えー、遠州は浜名湖の北東4kmほどのところに、古くから『井伊谷(いいのや)』と 呼ばれる小さな谷があります。人口4,000人に満たない小さな町。
今、この静かな谷間の町は空前の観光ブームを迎えています。
NHK大河ドラマが、この谷の国人領主 井伊氏を取り上げたのです。
きょうは、この井伊谷のお話を少し。
井伊氏は、南朝の昔からこの地を本貫とする豪族、いわゆる国人領主です。
しかし、井伊のような小規模領主は、平時であればともかく、
乱世ともなると国境を接する大規模勢力の動静を見極めねばならず、
その領地運営の舵取りは困難を極めます。
時は戦国。東に仰ぐは駿河の太守 名家今川。
井伊氏は、足利の血を引くこの名門の軍門に降り
所領の安堵を得たものの、時のうねりは平安な暮らしを許しません。
大きな傘であったはずの今川は衰退期に入り、南下する甲斐の古豪 武田、
それに呼応した三河の新興勢力 徳川の挟撃を受けます。
井伊の運命や如何に。
この難局から井伊を救ったのが、時の当主 尼小僧 次郎法師、おんな城主 直虎です。
この後に家督を継いだ直政は、徳川家家中でめきめきと頭角を現し、
若輩ながら四天王の末席に名を連ねるほどに出世します。
以来、その宗家 掃部頭(かもんのかみ)家は15代にわたって幕閣に深く関わり、
幕末には大老 掃部頭 直弼を輩出します。
この井伊谷の見どころは大きく分けて二つ。
神宮寺川で南北に分けられた、井伊谷城址のある北側と龍澤寺のある南側。
城山の南端に突き出た峰に残る城址からは、
のどかな谷間に田圃が広がる井伊谷の様子がパノラマに広がります。
一方、井伊家の菩提寺 龍澤寺は、小堀遠州作庭の庭が美しい、
それはそれはすばらしいお寺です。
寺の北には、後醍醐帝の皇子 宗良親王のご陵墓もあります。
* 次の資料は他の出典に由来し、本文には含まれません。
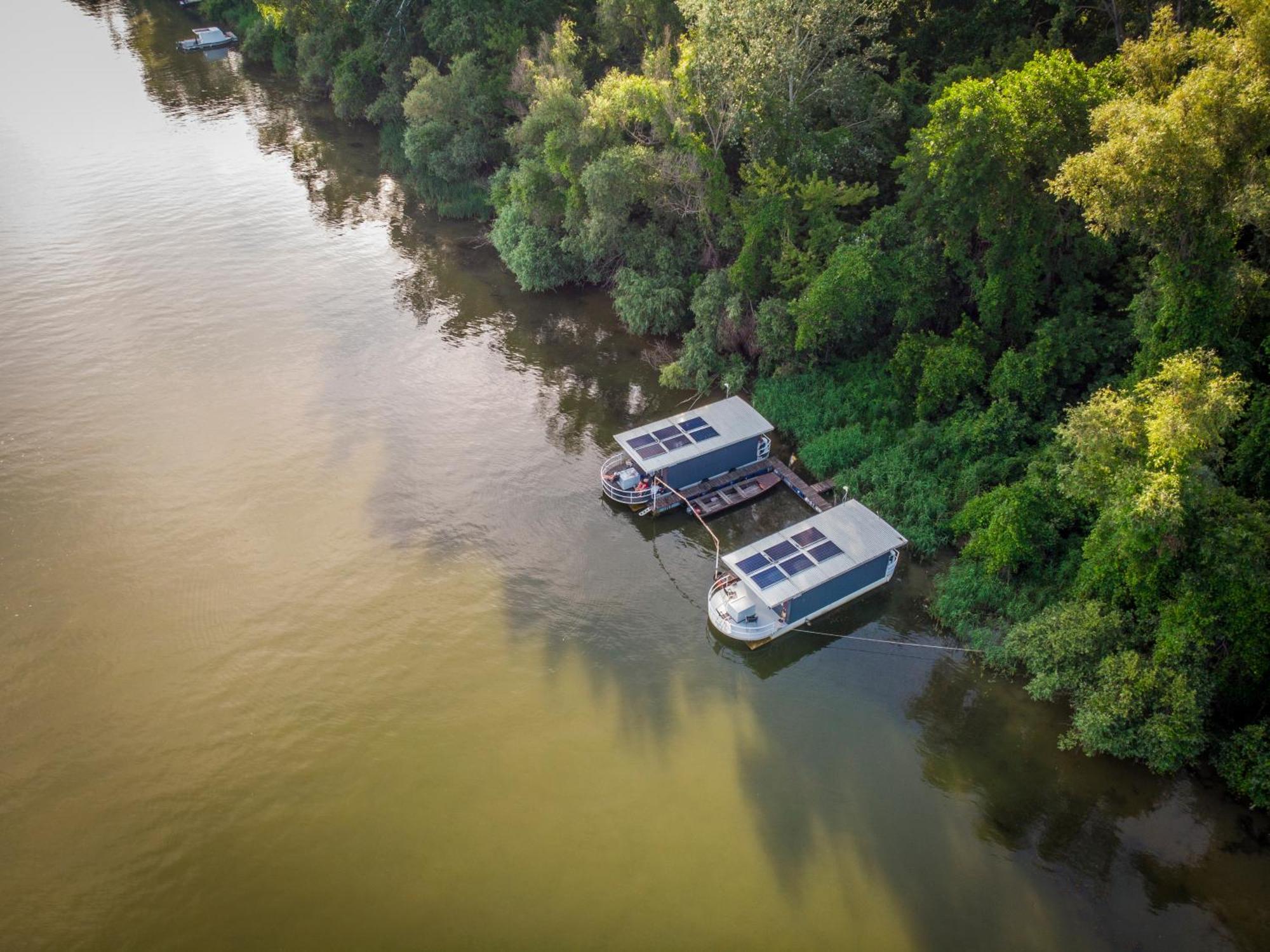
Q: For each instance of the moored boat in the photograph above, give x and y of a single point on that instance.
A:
(731, 497)
(208, 38)
(683, 451)
(803, 572)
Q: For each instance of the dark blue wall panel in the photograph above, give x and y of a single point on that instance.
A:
(840, 587)
(712, 464)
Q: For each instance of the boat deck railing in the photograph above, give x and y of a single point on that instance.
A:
(745, 631)
(631, 497)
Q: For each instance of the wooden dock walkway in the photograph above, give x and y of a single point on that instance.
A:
(665, 502)
(808, 494)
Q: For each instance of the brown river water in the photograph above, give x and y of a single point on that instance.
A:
(316, 633)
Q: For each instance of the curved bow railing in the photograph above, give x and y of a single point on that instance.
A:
(631, 497)
(731, 626)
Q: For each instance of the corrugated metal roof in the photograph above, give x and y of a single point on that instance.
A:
(733, 419)
(858, 531)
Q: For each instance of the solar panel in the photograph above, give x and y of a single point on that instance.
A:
(780, 550)
(798, 564)
(808, 536)
(826, 550)
(769, 577)
(755, 561)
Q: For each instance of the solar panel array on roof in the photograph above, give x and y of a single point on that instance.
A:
(711, 428)
(815, 551)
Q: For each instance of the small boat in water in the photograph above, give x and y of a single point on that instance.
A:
(731, 497)
(208, 38)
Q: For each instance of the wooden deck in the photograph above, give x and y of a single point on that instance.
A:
(665, 502)
(808, 494)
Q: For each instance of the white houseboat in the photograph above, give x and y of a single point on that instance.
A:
(685, 450)
(803, 572)
(208, 38)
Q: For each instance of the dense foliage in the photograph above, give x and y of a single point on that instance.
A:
(1000, 268)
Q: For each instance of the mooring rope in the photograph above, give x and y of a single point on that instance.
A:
(890, 641)
(700, 520)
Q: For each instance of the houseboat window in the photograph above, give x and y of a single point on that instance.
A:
(780, 550)
(798, 564)
(825, 551)
(756, 561)
(808, 536)
(768, 577)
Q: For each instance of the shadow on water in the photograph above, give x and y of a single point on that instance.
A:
(829, 761)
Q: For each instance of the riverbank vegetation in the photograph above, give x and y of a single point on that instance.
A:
(1000, 268)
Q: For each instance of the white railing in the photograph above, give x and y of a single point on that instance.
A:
(731, 626)
(631, 497)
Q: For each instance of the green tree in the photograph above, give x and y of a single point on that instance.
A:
(1179, 164)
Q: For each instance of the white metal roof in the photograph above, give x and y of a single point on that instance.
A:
(733, 419)
(858, 531)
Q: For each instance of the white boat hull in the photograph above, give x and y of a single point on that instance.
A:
(760, 634)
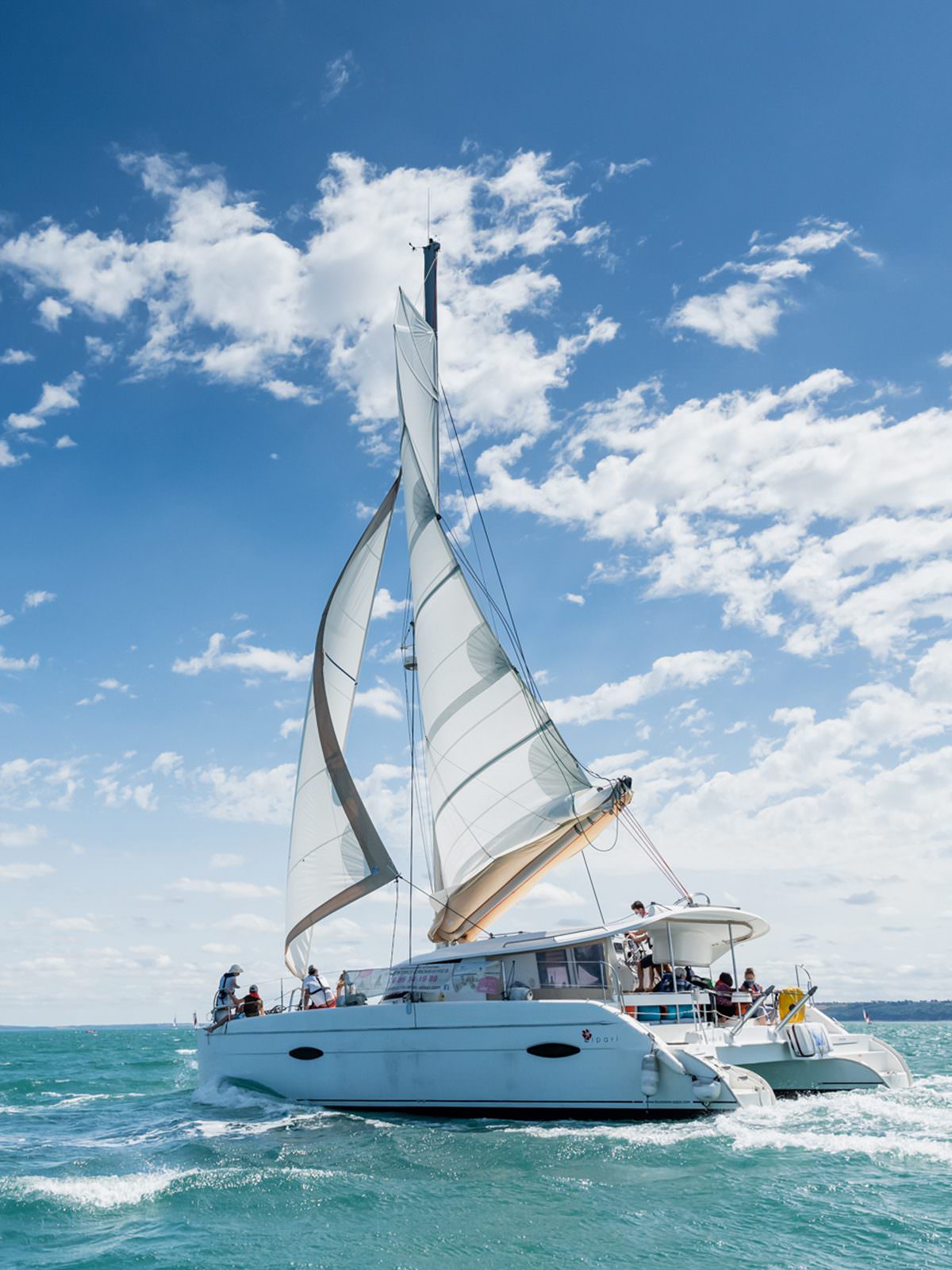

さすが、南朝派。
そして、寺の山門を出て南へ下るとお待ちかねの休憩処。
名物『出世だんご』は、ふりかけられた浜納豆の塩気が効いて旅の疲れを癒します。
おまけは、同店の『カキ氷 三ケ日みかん氷』。
これもすばらしい。
店の兄さんもイケメンだし。
言い伝えよれば、常に民と共にあった国人領主時代の井伊家の領地支配。
井伊谷は、そんな中世の記憶を今ににとどめる、ロマンチックな谷間の町でした。